Our goal was simple: stop teams from wrestling XML and give them guardrails. Visual editors with real-time validation handle the complexity, while the Electron offline mode keeps air-gapped customers productive. The hexagonal architecture keeps the platform clean to evolve as new connectors and use cases appear.

Matvii Kharlamenko
Co-Founder / CTO, BeingArt IT

Full-stack TypeScript architecture

The platform embraces TypeScript throughout for type safety and developer experience:

Frontend: React 18 + TypeScript 5.9: Modern React with hooks, context, and functional components.

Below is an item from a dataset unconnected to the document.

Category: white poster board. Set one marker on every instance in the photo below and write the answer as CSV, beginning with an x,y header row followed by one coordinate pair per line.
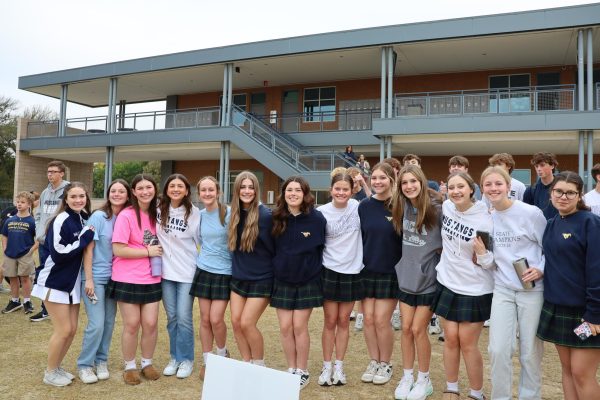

Vite 6.4 build tool replacing Create React App—significantly faster builds (60% improvement) and hot module replacement. TypeScript strict mode catches type errors at compile time. React Router DOM 6.30 for client-side routing with nested routes.

Backend: Node.js 22 + Express 5 + TypeScript: Express web framework with TypeScript migration (gradual conversion from JavaScript). Hexagonal Architecture (detailed below) ensures clean separation of concerns. Type-safe domain models and use cases. Express middleware for authentication, logging, and error handling.

Shared types: Generated TypeScript types from backend to frontend ensure API contract compliance. Changes to backend endpoints automatically reflect in frontend types. This prevents common bugs where frontend expects different response shapes than backend provides.

Result: Type safety across the entire stack reduces runtime errors significantly. IDE autocomplete accelerates development. Refactoring is safer—TypeScript catches breaking changes. New developers onboard faster with discoverable, type-documented APIs.

Hexagonal Architecture (Ports & Adapters)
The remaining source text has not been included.